I asked for it back a second after I'd let it go.

She refused to give it back. I sprained my ankle chasing after her.

After she gave Ken the letter I tried to run away.

I'm serious, I was petrified.

I slugged Miyako in the arm and ran away to hide.

I know. 'Aren't you supposed to be the Digidestined of Courage?'

Key words, 'supposed to be'. When it comes to relationships I have about the same amount of courage as a stick. Possibly less.

Miyako found me, and dragged me back to Ken.

He said yes.

3 days ago, the, well perhaps love of my life is a little to strong, but the boy who I like, said yes.

Have I kissed him yet? Were there fireworks?

Leave me be, I'm getting there.

I've never been out with anyone before. And just because I like him doesn't mean I'm going to drag him into a bush and make out with him.

Not that I don't want to mind you.

I'm waiting for the right moment.

I want our first kiss to mean something.

I want to make Ken happy, I don't know whether I love him or not, but I do know I like him a hell of a lot.

He still barely talks to me, although he does talk to me more then the others.

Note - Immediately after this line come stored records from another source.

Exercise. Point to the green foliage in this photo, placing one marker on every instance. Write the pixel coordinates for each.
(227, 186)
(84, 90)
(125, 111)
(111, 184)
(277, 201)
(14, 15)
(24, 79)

Our relationship means a lot to me.

I've made enough mistakes in my life. This is the one thing I don't want to be a mistake.

I can't pretend. It has to be real.

I'm not used to real.

I don't know whether asking Ken out was the right thing to do.

My parents would disown me if they ever found out.

His parents are worse.

I don't know whether we're soulmates, destined to be together for all eternity.

I don't want a bond that's make believe.

But for the moment, for as long as it lasts,

I'm in love with the most gorgeous boy in existence.

And life's what *I* make it.

Owari

Authors Notes: I want to thank everyone who reviewed my fic, you all helped me to see that I wasn't alone in what I was going through.

I got told to write a sequel if I ever found a resolution, I don't know that I did.

Because maybe you can't be sure.

But isn't it better to be happy?

This chapter is for my five reviewers, Dark Angel Katti, a cute little dead girl, lilshampoo, Moonlit Eyes1x2x1, wormmonsoul, and for Beth, who said yes.